Meet and Greet New Super Walter Dansby
The World of Wisdom ministry at the Villas of Eastwood Terrace 4700 East Berry Street is hosting a “Day of Jubilee” with Fort Worth school district interim superintendent Walter Dansby on Friday, July 1, at 12 noon, according to a press release from the Rev. Kyev Tatum, president of the Tarrant County chapter of the Southern Christian Leadership Conference. The SCLC and the recently organized Black, Brown and Tan Caucus are also sponsoring the event.
“Mr. Dansby is the first native son and first African American to hold the top post in the Fort Worth school district,” Tatum pointed out, calling his appointment a “watershed moment.”
Tatum said the meeting will give citizens here an opportunity to meet Dansby and ask questions of him as he takes over the reins of a district with deep, unresolved problems. They include 22 schools now on the state’s “low-performing” list, a $30 million budget shortfall, pending layoffs of employees, three whistleblower lawsuits, a perception that the administration turns a deaf ear to employee complaints and widespread charges of retaliation against teachers who speak out about wrongdoing. Morale, according to sources from administrators to clerks, is at an all-time low, Fort Worth Weekly has been told. “If there were other jobs out there, teachers here would be leaving in droves,” one teacher said.
“I hope I can change that image” that the administration’s doors are closed to employees and the public, Dansby said in an interview with the Weekly soon after his appointment. “I will be approachable,” he said, and “my administration will be transparent.” Most importantly, he said, “There will be no retaliation.” He added that he hopes to “resolve some of the lawsuits,” citing the enormous expense the district faces when the suits go to trial, not to mention the costs if the whistleblowers win, which several lawyers here believe will happen once the cases get before an impartial jury.
Dansby, who has worked for the district for 37 years rising from teacher-coach to assistant principal, principal, assistant superintendent, deputy superintendent and now head honcho, called his newest role “one more challenge in a long list of challenges.” He also pointed out that in every instance when he was promoted to a higher post, he has been approached by the administration. “I never asked for the positions [including the top job],” he said.
During the interview, it became obvious that Dansby, a 16-year veteran of the classroom before he joined the ranks of administrators, had deep respect for teachers. “The vast number of teachers [in the district] are strong at what they do,” he said, pointing out that he would give them leeway in the classroom to teach, not from some boilerplate mandate from the top, but according to their student’s needs and their own experience as to what works. “They are the experts,” he said.

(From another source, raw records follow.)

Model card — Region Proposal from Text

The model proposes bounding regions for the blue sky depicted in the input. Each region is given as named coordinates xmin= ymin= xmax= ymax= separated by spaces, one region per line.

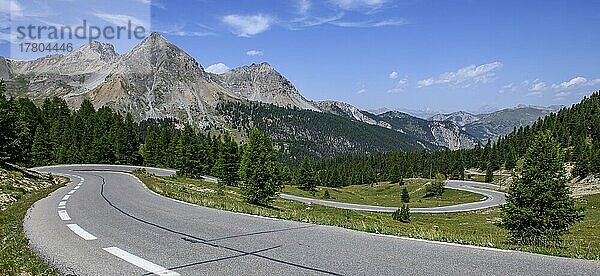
xmin=2 ymin=0 xmax=600 ymax=114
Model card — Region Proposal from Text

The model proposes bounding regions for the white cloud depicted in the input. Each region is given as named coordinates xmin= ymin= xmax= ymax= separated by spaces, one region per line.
xmin=297 ymin=0 xmax=312 ymax=14
xmin=331 ymin=0 xmax=388 ymax=10
xmin=356 ymin=88 xmax=366 ymax=94
xmin=552 ymin=76 xmax=600 ymax=90
xmin=222 ymin=14 xmax=273 ymax=37
xmin=499 ymin=83 xmax=517 ymax=93
xmin=246 ymin=50 xmax=263 ymax=56
xmin=526 ymin=91 xmax=542 ymax=97
xmin=330 ymin=18 xmax=407 ymax=28
xmin=286 ymin=12 xmax=344 ymax=30
xmin=528 ymin=79 xmax=546 ymax=92
xmin=387 ymin=77 xmax=408 ymax=93
xmin=93 ymin=13 xmax=149 ymax=28
xmin=554 ymin=91 xmax=571 ymax=97
xmin=417 ymin=78 xmax=435 ymax=88
xmin=154 ymin=24 xmax=214 ymax=37
xmin=389 ymin=71 xmax=398 ymax=79
xmin=417 ymin=61 xmax=503 ymax=88
xmin=205 ymin=63 xmax=230 ymax=74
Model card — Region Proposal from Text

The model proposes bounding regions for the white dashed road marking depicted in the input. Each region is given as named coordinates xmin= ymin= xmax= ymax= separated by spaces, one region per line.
xmin=68 ymin=190 xmax=76 ymax=195
xmin=103 ymin=247 xmax=180 ymax=276
xmin=62 ymin=195 xmax=71 ymax=201
xmin=74 ymin=186 xmax=80 ymax=190
xmin=66 ymin=224 xmax=97 ymax=240
xmin=58 ymin=201 xmax=66 ymax=207
xmin=58 ymin=210 xmax=71 ymax=221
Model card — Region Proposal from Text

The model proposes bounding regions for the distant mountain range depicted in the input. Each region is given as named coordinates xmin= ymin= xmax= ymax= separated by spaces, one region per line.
xmin=0 ymin=32 xmax=561 ymax=155
xmin=429 ymin=105 xmax=562 ymax=142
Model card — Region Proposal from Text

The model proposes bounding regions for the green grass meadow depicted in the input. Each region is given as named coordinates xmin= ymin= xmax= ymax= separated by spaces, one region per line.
xmin=135 ymin=172 xmax=600 ymax=260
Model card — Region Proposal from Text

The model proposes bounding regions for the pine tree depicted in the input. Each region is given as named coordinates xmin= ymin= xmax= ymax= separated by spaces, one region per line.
xmin=392 ymin=204 xmax=410 ymax=223
xmin=401 ymin=187 xmax=410 ymax=203
xmin=176 ymin=124 xmax=200 ymax=176
xmin=296 ymin=156 xmax=317 ymax=194
xmin=12 ymin=98 xmax=40 ymax=163
xmin=279 ymin=164 xmax=294 ymax=186
xmin=505 ymin=148 xmax=517 ymax=170
xmin=500 ymin=131 xmax=584 ymax=245
xmin=116 ymin=113 xmax=141 ymax=165
xmin=0 ymin=82 xmax=17 ymax=162
xmin=485 ymin=166 xmax=494 ymax=183
xmin=141 ymin=125 xmax=161 ymax=166
xmin=239 ymin=128 xmax=283 ymax=205
xmin=30 ymin=124 xmax=52 ymax=166
xmin=425 ymin=173 xmax=445 ymax=197
xmin=215 ymin=134 xmax=240 ymax=186
xmin=389 ymin=163 xmax=403 ymax=184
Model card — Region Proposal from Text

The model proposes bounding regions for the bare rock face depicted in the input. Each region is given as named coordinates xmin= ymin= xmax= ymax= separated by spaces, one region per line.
xmin=215 ymin=62 xmax=319 ymax=111
xmin=430 ymin=111 xmax=480 ymax=127
xmin=316 ymin=102 xmax=480 ymax=150
xmin=431 ymin=106 xmax=560 ymax=142
xmin=379 ymin=111 xmax=479 ymax=150
xmin=1 ymin=32 xmax=549 ymax=151
xmin=1 ymin=32 xmax=318 ymax=128
xmin=428 ymin=121 xmax=479 ymax=150
xmin=84 ymin=32 xmax=226 ymax=127
xmin=0 ymin=57 xmax=10 ymax=81
xmin=314 ymin=100 xmax=392 ymax=129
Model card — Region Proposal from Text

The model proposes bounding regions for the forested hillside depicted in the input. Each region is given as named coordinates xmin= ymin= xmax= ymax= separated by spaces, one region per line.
xmin=0 ymin=82 xmax=240 ymax=180
xmin=2 ymin=77 xmax=597 ymax=188
xmin=216 ymin=102 xmax=441 ymax=160
xmin=494 ymin=92 xmax=600 ymax=178
xmin=314 ymin=92 xmax=600 ymax=186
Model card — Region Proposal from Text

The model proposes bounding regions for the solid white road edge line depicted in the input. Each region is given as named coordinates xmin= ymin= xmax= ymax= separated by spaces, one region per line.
xmin=66 ymin=224 xmax=97 ymax=240
xmin=58 ymin=210 xmax=71 ymax=221
xmin=102 ymin=247 xmax=180 ymax=276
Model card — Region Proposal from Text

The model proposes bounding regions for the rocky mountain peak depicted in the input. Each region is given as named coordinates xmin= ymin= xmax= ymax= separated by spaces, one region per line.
xmin=380 ymin=110 xmax=412 ymax=119
xmin=117 ymin=32 xmax=204 ymax=75
xmin=70 ymin=41 xmax=118 ymax=62
xmin=217 ymin=62 xmax=318 ymax=111
xmin=255 ymin=61 xmax=273 ymax=70
xmin=139 ymin=32 xmax=173 ymax=49
xmin=230 ymin=62 xmax=276 ymax=75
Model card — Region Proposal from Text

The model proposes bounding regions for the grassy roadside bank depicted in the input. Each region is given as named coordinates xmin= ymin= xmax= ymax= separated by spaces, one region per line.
xmin=135 ymin=172 xmax=600 ymax=260
xmin=0 ymin=167 xmax=66 ymax=275
xmin=282 ymin=179 xmax=485 ymax=208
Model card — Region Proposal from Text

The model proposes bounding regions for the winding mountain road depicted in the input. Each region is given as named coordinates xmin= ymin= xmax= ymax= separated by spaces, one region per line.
xmin=25 ymin=165 xmax=600 ymax=275
xmin=281 ymin=180 xmax=506 ymax=213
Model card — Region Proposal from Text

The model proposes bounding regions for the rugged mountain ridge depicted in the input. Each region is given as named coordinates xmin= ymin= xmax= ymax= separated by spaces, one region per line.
xmin=0 ymin=32 xmax=557 ymax=152
xmin=1 ymin=33 xmax=316 ymax=127
xmin=214 ymin=62 xmax=318 ymax=111
xmin=430 ymin=106 xmax=561 ymax=141
xmin=314 ymin=100 xmax=479 ymax=150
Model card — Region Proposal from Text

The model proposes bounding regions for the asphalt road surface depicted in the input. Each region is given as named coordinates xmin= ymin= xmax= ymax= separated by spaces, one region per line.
xmin=280 ymin=180 xmax=507 ymax=213
xmin=25 ymin=165 xmax=600 ymax=275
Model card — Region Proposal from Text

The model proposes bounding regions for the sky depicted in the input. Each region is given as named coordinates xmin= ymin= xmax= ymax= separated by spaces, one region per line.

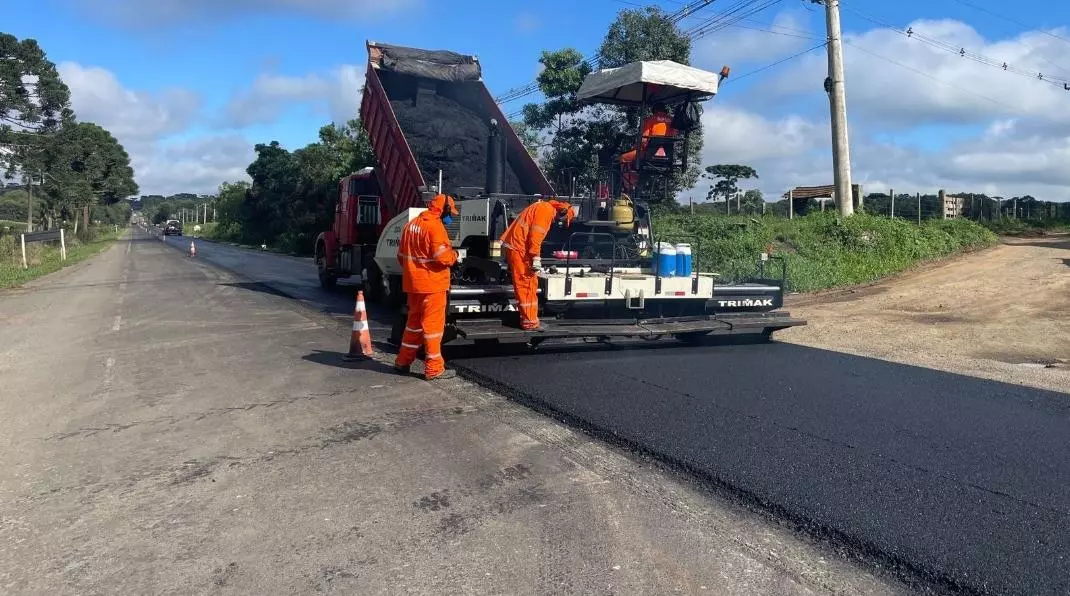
xmin=5 ymin=0 xmax=1070 ymax=202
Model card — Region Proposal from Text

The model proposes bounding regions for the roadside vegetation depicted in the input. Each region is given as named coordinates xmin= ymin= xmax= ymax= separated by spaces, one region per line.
xmin=0 ymin=225 xmax=125 ymax=289
xmin=657 ymin=212 xmax=998 ymax=292
xmin=982 ymin=217 xmax=1070 ymax=236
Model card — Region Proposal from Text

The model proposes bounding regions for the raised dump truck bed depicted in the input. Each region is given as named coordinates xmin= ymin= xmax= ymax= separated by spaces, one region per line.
xmin=359 ymin=41 xmax=554 ymax=217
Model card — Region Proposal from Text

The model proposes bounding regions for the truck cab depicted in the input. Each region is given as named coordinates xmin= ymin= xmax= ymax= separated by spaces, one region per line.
xmin=314 ymin=168 xmax=388 ymax=294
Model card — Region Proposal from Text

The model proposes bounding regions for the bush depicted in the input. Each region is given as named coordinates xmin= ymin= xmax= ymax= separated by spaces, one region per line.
xmin=654 ymin=212 xmax=997 ymax=292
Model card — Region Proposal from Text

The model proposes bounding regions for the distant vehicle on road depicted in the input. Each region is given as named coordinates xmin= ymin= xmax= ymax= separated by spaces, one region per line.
xmin=163 ymin=220 xmax=183 ymax=236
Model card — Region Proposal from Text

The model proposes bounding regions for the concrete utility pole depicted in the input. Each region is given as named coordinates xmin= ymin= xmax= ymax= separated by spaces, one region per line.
xmin=25 ymin=172 xmax=33 ymax=232
xmin=816 ymin=0 xmax=854 ymax=217
xmin=889 ymin=188 xmax=894 ymax=218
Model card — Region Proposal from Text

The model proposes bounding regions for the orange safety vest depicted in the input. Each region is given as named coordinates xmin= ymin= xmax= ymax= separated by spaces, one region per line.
xmin=396 ymin=211 xmax=456 ymax=294
xmin=499 ymin=201 xmax=559 ymax=259
xmin=640 ymin=112 xmax=675 ymax=148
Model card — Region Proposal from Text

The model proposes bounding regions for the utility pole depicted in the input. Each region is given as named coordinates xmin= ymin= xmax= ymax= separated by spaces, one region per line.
xmin=889 ymin=188 xmax=894 ymax=218
xmin=25 ymin=172 xmax=33 ymax=232
xmin=815 ymin=0 xmax=854 ymax=217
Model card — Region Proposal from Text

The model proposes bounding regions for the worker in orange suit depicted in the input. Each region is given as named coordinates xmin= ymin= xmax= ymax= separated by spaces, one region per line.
xmin=394 ymin=193 xmax=459 ymax=381
xmin=619 ymin=104 xmax=676 ymax=190
xmin=499 ymin=199 xmax=573 ymax=331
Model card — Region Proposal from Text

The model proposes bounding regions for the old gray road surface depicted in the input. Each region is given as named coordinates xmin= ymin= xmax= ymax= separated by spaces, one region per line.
xmin=167 ymin=232 xmax=1070 ymax=595
xmin=0 ymin=229 xmax=903 ymax=594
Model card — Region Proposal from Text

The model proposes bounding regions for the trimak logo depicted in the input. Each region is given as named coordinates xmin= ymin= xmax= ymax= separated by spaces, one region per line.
xmin=717 ymin=298 xmax=774 ymax=308
xmin=462 ymin=215 xmax=487 ymax=222
xmin=452 ymin=303 xmax=517 ymax=313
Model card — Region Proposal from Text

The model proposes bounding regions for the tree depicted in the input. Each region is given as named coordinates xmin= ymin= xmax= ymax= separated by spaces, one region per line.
xmin=39 ymin=122 xmax=138 ymax=232
xmin=741 ymin=189 xmax=766 ymax=214
xmin=511 ymin=120 xmax=540 ymax=158
xmin=521 ymin=7 xmax=700 ymax=204
xmin=703 ymin=165 xmax=758 ymax=212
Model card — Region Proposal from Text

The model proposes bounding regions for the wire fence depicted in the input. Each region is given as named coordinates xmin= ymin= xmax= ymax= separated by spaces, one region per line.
xmin=681 ymin=191 xmax=1070 ymax=223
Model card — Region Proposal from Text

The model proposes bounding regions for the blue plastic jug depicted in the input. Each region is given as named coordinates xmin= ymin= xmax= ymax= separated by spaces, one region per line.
xmin=675 ymin=243 xmax=692 ymax=277
xmin=655 ymin=242 xmax=676 ymax=277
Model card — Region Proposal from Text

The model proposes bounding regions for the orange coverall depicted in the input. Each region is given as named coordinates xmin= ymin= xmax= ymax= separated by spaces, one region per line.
xmin=394 ymin=194 xmax=458 ymax=379
xmin=619 ymin=111 xmax=676 ymax=165
xmin=499 ymin=200 xmax=572 ymax=330
xmin=620 ymin=111 xmax=676 ymax=190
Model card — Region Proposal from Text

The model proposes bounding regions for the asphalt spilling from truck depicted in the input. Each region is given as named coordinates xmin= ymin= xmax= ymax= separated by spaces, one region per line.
xmin=450 ymin=341 xmax=1070 ymax=595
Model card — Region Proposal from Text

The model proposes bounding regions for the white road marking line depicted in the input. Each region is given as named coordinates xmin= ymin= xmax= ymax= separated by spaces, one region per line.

Tatum’s group and the Caucus lobbied heavily for Dansby’s appointment after Superintendent Melody Johnson resigned unexpectedly in May in her sixth year with the district, citing her need to be with her critically ill mother in California.
Dansby’s appointment was not without controversy, with four board members pushing hard for him while the majority pushed back. When charges of racism were brought out, however, all but one of the holdouts voted to give him the temporary job. After Larry Shaw, head of the United Educators Association, the largest education employees’ union in North Texas, raised the specter or racism at a board meeting, within two weeks Dansby was appointed by an eight to one vote.
Trustee Norm Robbins was the lone vote against Dansby, citing the administrator’s close ties to disgraced former superintendent Thomas Tocco, who was forced out after a bidding fraud on his watch that stole $16 million from the district and sent two men to prison, a concrete vendor and a maintenance supervisor. Dansby made no apologies for his relationship with Tocco, who promoted him from principal at O. D. Wyatt High School to an assistant superintendent over instruction in Tocco’s cabinet. “I disagreed with Dr. Tocco often,” he said, just not in public. “But I argued with him every day in his office.” In fact, according to Shaw, Dansby was instrumental behind the scenes in helping the FBI build its case against those involved in the bidding scheme.
His superintendent role model, he said, is Don Roberts, who held the post before Tocco. “[Roberts] was low-key, very supportive of the teachers and kept the board meetings running smoothly and efficiently,” he remembered. “I hope to emulate him.”